Saat dia memberi umpan kepada Erling Haaland untuk gol kedua dan ketiga tim di Elland Highway, Jack Grealish mencatatkan help pertamanya musim ini untuk Manchester Metropolis di semua kompetisi. Itu adalah momen-momen berharga yang diperoleh pemain berusia 27 tahun itu dengan susah payah.

Grealish telah gagal untuk konsisten sepanjang waktunya di Etihad, dan babak pertama melawan Leeds melambangkan karir Metropolis terlalu jauh. Grealish masih menjadi pesepakbola Inggris termahal sepanjang masa setelah penandatanganannya senilai £100 juta dari Aston Villa pada 2021.

Saat Metropolis menekan ke depan untuk mencari gol awal, pemain sayap Inggris itu berada di pusat segalanya, baik dan buruk, dan dia menyia-nyiakan tiga peluang mencetak gol dalam 45 menit pertama.

Selain itu, ada beberapa operan terlambat, lari rekan setim yang terlewat, dan tantangan dari bek Leeds yang sering melewati batas.

Hanya sedikit pemain yang mendapatkan tendangan bebas sebanyak Greish, dan itu karena lawannya sering melanggarnya. Namun, menjadi sasaran begitu sering bisa jadi sulit, terutama ketika ofisial membiarkan begitu banyak tantangan tanpa hukuman, seperti yang dilakukan Stuart Attwell dalam sport ini.

Kasino MENANG BESAR

Grealish mungkin telah dimaafkan karena kehilangan minat pada bola pada saat dia kembali untuk babak kedua, tetapi dia bertahan dan dihargai dengan dua assistnya untuk Haaland. Sementara Grealish pasti perlu mengerahkan dirinya lebih dan lebih teratur, tidak ada yang bisa menyangkal kegigihannya.

Ketika manajer Leeds Jesse Marsch meminta Brenden Aaronson untuk bermain di posisi sembilan palsu melawan Manchester Metropolis, Brenden Aaronson pasti mengeluh di dalam.

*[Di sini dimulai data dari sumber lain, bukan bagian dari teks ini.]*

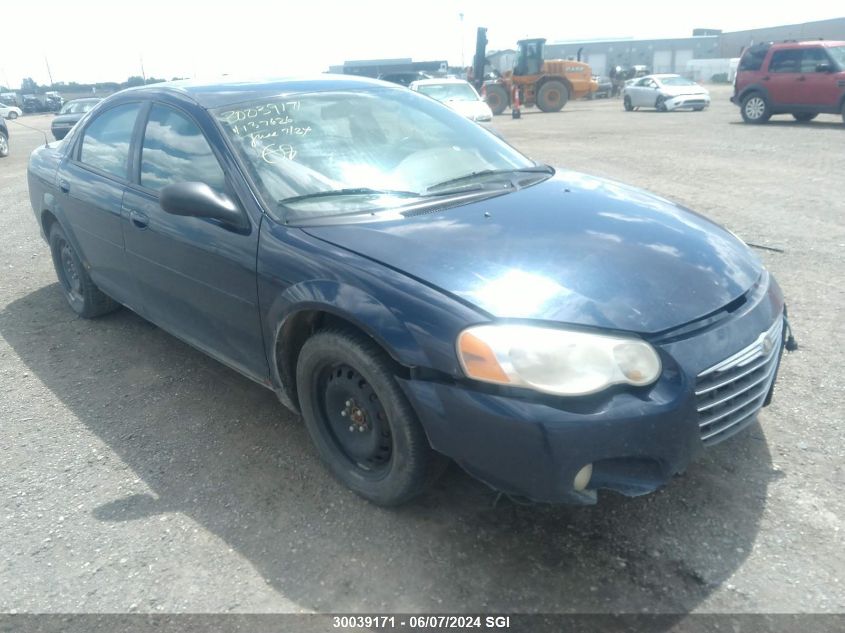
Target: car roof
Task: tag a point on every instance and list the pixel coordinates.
(808, 43)
(229, 91)
(440, 80)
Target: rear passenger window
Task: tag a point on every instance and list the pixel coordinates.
(753, 57)
(813, 57)
(105, 143)
(786, 61)
(175, 150)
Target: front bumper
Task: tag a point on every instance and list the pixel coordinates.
(534, 446)
(688, 101)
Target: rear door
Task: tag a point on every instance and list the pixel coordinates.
(818, 89)
(784, 79)
(91, 185)
(196, 276)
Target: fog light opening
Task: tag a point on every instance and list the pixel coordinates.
(582, 479)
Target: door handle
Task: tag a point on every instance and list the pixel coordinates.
(139, 219)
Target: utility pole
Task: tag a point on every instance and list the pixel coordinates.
(49, 74)
(461, 16)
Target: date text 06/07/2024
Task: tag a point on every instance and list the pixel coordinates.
(390, 622)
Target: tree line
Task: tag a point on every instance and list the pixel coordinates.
(29, 86)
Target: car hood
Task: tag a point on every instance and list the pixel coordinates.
(572, 249)
(66, 119)
(470, 109)
(677, 91)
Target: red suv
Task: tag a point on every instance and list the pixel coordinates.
(803, 79)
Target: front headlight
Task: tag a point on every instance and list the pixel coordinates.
(559, 362)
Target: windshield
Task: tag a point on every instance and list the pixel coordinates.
(838, 54)
(77, 107)
(449, 91)
(372, 148)
(676, 81)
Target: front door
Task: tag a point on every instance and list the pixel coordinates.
(91, 183)
(196, 276)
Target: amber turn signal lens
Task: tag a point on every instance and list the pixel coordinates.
(478, 359)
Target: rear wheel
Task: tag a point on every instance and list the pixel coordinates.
(497, 98)
(360, 421)
(81, 293)
(755, 108)
(552, 96)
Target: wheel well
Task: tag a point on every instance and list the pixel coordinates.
(752, 90)
(298, 328)
(47, 221)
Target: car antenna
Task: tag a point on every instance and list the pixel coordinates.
(46, 140)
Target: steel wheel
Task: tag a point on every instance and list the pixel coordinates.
(755, 109)
(69, 276)
(355, 420)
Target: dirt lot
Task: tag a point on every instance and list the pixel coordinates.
(139, 475)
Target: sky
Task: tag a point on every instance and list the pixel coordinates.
(90, 41)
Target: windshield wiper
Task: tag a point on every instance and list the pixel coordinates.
(354, 191)
(540, 169)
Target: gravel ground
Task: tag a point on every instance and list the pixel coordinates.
(139, 475)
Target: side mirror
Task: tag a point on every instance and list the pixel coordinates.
(197, 199)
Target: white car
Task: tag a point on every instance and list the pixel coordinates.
(10, 112)
(458, 95)
(665, 93)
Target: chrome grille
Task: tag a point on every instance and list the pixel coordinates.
(730, 393)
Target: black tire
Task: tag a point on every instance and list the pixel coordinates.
(363, 427)
(497, 98)
(552, 96)
(81, 293)
(755, 108)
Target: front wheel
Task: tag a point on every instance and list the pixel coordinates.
(755, 108)
(79, 290)
(552, 96)
(360, 421)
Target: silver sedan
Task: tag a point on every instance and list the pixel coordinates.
(665, 93)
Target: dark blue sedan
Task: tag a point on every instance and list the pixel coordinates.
(414, 286)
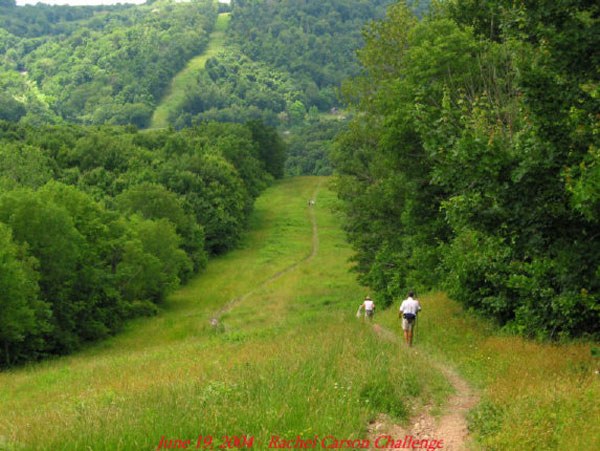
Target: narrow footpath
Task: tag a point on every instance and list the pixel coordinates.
(451, 426)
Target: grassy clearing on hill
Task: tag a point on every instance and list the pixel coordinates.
(534, 395)
(289, 360)
(186, 78)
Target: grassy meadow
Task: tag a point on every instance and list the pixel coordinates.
(187, 77)
(533, 395)
(289, 359)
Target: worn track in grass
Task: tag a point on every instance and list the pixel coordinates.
(451, 426)
(215, 319)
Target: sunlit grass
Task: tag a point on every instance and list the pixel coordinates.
(185, 80)
(534, 395)
(290, 359)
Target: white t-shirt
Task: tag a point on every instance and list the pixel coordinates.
(410, 305)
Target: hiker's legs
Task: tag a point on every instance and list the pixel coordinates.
(406, 336)
(407, 326)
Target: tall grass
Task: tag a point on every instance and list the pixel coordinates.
(290, 359)
(534, 395)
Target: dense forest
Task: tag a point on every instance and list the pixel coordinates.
(466, 153)
(473, 165)
(283, 64)
(100, 224)
(101, 65)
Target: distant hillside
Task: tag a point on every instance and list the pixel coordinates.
(96, 65)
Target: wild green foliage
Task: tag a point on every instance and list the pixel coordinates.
(233, 88)
(314, 41)
(98, 225)
(310, 144)
(474, 166)
(98, 65)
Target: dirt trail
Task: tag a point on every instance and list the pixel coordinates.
(451, 426)
(314, 250)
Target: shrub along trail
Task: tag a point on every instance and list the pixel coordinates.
(290, 364)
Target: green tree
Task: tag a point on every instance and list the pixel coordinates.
(24, 317)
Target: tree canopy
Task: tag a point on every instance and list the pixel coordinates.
(473, 165)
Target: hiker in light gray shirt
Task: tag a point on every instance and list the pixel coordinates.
(409, 309)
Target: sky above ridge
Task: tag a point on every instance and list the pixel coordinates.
(85, 2)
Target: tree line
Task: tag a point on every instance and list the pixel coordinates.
(96, 65)
(473, 165)
(100, 224)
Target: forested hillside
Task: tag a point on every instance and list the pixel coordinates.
(101, 65)
(98, 225)
(474, 164)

Posisi terbaik gelandang asal Amerika Serikat ini adalah menyerang dari lini tengah atau sayap kanan karena secara fisik ia kalah bersaing dengan pemain Metropolis John Stones dan Manuel Akanji.

Aaronson diberi tugas yang mustahil untuk mencoba mempersulit Metropolis sementara masih berusaha mencetak gol, tetapi Leeds dilanda cedera dan striker bintang mereka Patrick Bamford masih absen. Aaronson tidak kekurangan usaha, tetapi dia tidak tahu bagaimana bertindak dalam peran yang diberikan kepadanya, dan ketika dia mendapatkan kesempatan, dia meroket melewati mistar gawang.

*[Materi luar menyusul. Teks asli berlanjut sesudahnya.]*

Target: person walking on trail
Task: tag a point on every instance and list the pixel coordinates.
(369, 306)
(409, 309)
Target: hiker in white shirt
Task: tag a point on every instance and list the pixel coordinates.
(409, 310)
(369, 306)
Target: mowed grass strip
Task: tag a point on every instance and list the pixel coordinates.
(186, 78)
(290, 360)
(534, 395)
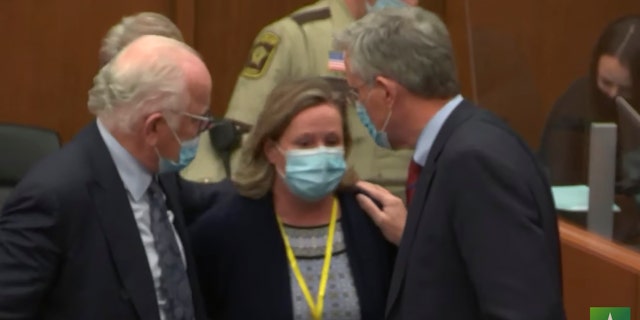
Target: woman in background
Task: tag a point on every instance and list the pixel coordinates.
(291, 242)
(614, 71)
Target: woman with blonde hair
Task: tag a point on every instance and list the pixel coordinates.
(290, 240)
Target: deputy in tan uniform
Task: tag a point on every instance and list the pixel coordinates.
(296, 46)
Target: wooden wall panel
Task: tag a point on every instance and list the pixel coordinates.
(517, 57)
(225, 30)
(597, 273)
(224, 33)
(50, 55)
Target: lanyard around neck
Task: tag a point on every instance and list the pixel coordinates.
(317, 306)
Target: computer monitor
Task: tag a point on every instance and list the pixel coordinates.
(629, 140)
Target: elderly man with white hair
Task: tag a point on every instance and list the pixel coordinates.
(134, 26)
(92, 232)
(480, 239)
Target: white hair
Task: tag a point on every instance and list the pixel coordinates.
(132, 86)
(131, 28)
(409, 45)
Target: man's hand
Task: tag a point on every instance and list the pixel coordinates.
(393, 215)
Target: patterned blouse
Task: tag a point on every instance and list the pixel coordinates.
(308, 245)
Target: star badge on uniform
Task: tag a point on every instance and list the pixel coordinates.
(261, 55)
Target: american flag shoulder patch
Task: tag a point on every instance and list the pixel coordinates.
(336, 61)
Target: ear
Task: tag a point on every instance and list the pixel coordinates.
(271, 151)
(150, 129)
(390, 88)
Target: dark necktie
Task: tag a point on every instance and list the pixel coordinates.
(412, 178)
(174, 282)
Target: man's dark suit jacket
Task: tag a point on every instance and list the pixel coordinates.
(243, 267)
(481, 238)
(69, 244)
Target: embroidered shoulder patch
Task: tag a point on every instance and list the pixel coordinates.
(261, 55)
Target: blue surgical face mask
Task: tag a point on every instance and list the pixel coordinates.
(188, 150)
(381, 4)
(379, 136)
(312, 174)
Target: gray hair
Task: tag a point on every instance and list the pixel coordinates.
(131, 28)
(133, 86)
(409, 45)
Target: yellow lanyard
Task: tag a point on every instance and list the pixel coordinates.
(315, 307)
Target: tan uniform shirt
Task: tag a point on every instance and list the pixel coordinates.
(297, 46)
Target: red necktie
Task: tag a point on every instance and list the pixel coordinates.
(412, 178)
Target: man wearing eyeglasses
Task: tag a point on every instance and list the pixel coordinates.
(96, 230)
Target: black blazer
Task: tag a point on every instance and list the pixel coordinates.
(244, 271)
(69, 244)
(481, 239)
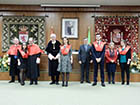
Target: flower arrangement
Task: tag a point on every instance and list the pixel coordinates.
(4, 63)
(135, 63)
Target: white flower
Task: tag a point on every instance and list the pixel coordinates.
(3, 62)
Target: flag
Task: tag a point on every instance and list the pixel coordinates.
(89, 40)
(52, 30)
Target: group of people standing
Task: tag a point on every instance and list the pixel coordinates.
(25, 59)
(98, 54)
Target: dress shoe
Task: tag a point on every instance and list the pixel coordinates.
(123, 83)
(113, 82)
(103, 85)
(63, 84)
(82, 82)
(11, 81)
(94, 84)
(66, 84)
(57, 83)
(52, 83)
(88, 82)
(31, 83)
(36, 83)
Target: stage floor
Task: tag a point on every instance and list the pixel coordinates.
(75, 94)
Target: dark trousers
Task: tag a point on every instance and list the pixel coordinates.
(85, 68)
(111, 69)
(101, 71)
(125, 68)
(55, 78)
(111, 74)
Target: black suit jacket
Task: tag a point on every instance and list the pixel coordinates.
(84, 56)
(128, 55)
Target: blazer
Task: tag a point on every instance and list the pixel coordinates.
(84, 55)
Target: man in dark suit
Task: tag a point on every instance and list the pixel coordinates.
(85, 59)
(98, 53)
(124, 59)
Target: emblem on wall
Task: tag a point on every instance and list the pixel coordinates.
(23, 34)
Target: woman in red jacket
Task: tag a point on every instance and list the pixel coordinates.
(111, 60)
(22, 62)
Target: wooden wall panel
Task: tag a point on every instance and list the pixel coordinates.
(54, 19)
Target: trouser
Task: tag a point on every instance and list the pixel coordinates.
(101, 71)
(85, 68)
(65, 75)
(111, 74)
(125, 68)
(55, 78)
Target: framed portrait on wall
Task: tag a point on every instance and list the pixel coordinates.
(70, 27)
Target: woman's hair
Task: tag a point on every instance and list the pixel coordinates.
(25, 50)
(124, 42)
(67, 40)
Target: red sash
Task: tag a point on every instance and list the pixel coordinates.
(99, 47)
(33, 49)
(65, 50)
(124, 51)
(25, 55)
(107, 55)
(13, 49)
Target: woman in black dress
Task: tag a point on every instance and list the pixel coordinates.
(22, 62)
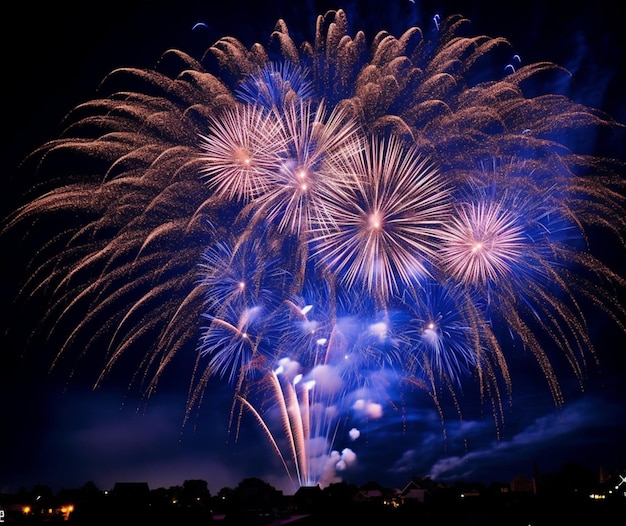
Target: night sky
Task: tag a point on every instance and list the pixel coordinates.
(56, 430)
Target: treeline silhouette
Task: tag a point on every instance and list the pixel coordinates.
(561, 498)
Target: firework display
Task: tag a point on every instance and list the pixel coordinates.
(326, 223)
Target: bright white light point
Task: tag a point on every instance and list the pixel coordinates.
(374, 221)
(379, 329)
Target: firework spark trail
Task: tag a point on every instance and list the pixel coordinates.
(370, 210)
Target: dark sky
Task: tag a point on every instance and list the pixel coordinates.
(63, 434)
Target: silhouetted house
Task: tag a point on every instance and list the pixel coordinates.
(412, 492)
(371, 495)
(308, 498)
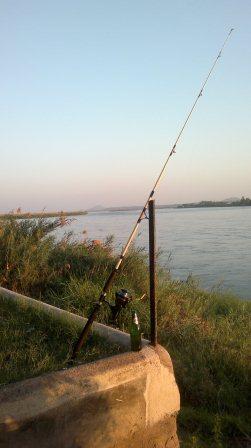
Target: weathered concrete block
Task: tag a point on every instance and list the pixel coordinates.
(129, 400)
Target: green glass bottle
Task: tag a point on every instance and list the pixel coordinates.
(135, 333)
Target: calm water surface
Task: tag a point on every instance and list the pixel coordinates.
(213, 244)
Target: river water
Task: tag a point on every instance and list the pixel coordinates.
(213, 244)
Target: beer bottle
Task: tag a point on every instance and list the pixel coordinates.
(135, 333)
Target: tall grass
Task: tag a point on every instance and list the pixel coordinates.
(207, 334)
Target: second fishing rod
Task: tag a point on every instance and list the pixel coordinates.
(84, 334)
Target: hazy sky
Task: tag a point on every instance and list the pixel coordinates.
(93, 94)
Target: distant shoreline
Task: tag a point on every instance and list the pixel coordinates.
(30, 215)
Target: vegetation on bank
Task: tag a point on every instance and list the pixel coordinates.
(239, 203)
(32, 343)
(206, 333)
(29, 215)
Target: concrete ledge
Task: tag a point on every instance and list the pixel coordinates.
(128, 400)
(111, 334)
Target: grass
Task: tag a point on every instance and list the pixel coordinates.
(206, 333)
(33, 343)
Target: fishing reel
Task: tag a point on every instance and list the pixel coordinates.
(122, 299)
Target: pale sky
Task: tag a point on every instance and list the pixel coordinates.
(93, 94)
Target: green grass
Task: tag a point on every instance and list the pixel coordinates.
(206, 333)
(33, 343)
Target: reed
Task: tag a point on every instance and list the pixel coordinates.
(206, 333)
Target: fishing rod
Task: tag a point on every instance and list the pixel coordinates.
(142, 215)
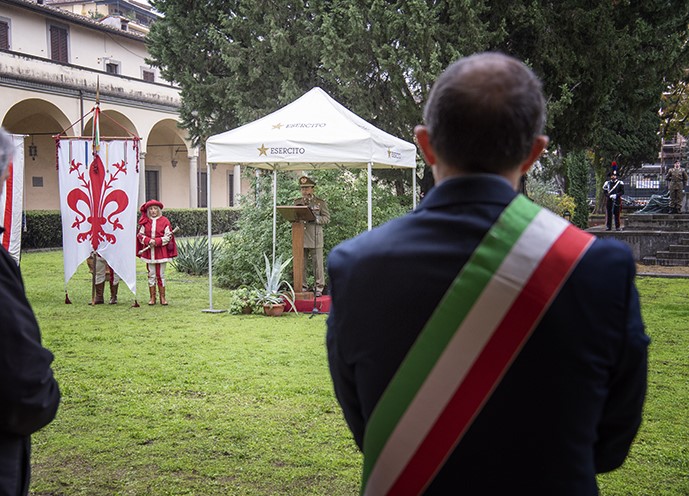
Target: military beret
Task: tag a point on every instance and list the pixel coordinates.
(306, 181)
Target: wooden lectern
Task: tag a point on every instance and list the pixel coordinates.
(297, 215)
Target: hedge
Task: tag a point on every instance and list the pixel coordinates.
(43, 228)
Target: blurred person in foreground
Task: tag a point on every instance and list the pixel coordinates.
(482, 345)
(29, 394)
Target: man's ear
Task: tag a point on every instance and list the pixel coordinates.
(424, 141)
(539, 144)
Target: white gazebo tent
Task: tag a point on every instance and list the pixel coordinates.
(313, 132)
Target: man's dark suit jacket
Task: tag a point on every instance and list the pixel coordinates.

Namun, mantan penyerang FC Salzburg itu tidak bisa disalahkan atas ketidakmampuan timnya untuk melawan sang juara. Dia hanya kekurangan peralatan untuk menyebabkan masalah bagi Metropolis.

Dengan kelicikan dan kecepatannya di sisi kiri, pemain internasional Italia Wilfried Gnonto adalah bahaya terkuat Leeds, tetapi tanpa goal man untuk menembak, kerja keras Gnonto sia-sia.